As therapy progresses, depending upon the nature of the client’s suffering, I may need to help him develop a plan to confront parents, past abusers, or others (McMinn, 1996, p. 56).  Alternatively, it may be necessary to help the client forgive (rather than confront) past abusers (McMinn, 1996, p. 63).  When considering whether to help the client confront or forgive, I will keep in mind that successful therapy may require “a careful balance of support and confrontation” (McMinn, 1996, p. 56).

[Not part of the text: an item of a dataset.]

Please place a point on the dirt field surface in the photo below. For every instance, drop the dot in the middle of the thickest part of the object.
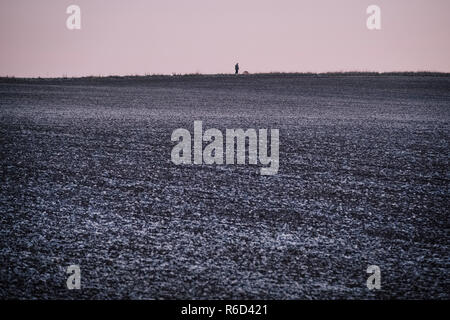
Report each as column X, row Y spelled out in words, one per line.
column 87, row 179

When considering treatment options, I will consider whether my therapeutic techniques will help the client develop a “healthy sense of self,” a “healthy sense of need,” and whether these techniques help the client “establish a healing relationship” with others (McMinn, 1996, p. 66).  I do not feel that my job as a clinician will necessarily be that of helping the client remove all pain and suffering.  I will keep in mind McMinn’s (1996) statement that, “Throughout Scripture and throughout the history of the Christian church, God has used pain and suffering to bring people to maturity” (p. 47).




Campbell, B. (2010). Godly counsel: Scriptures for today's world. CreateSpace Independent Publishing Platform.


Campbell, B. (n.d.). Take Captive Every Thought [Video file]. Retrieved from:


McMinn, M. (1996). Psychology, theology, and spirituality in Christian counseling. Carol Stream, IL: Tyndale House Publications.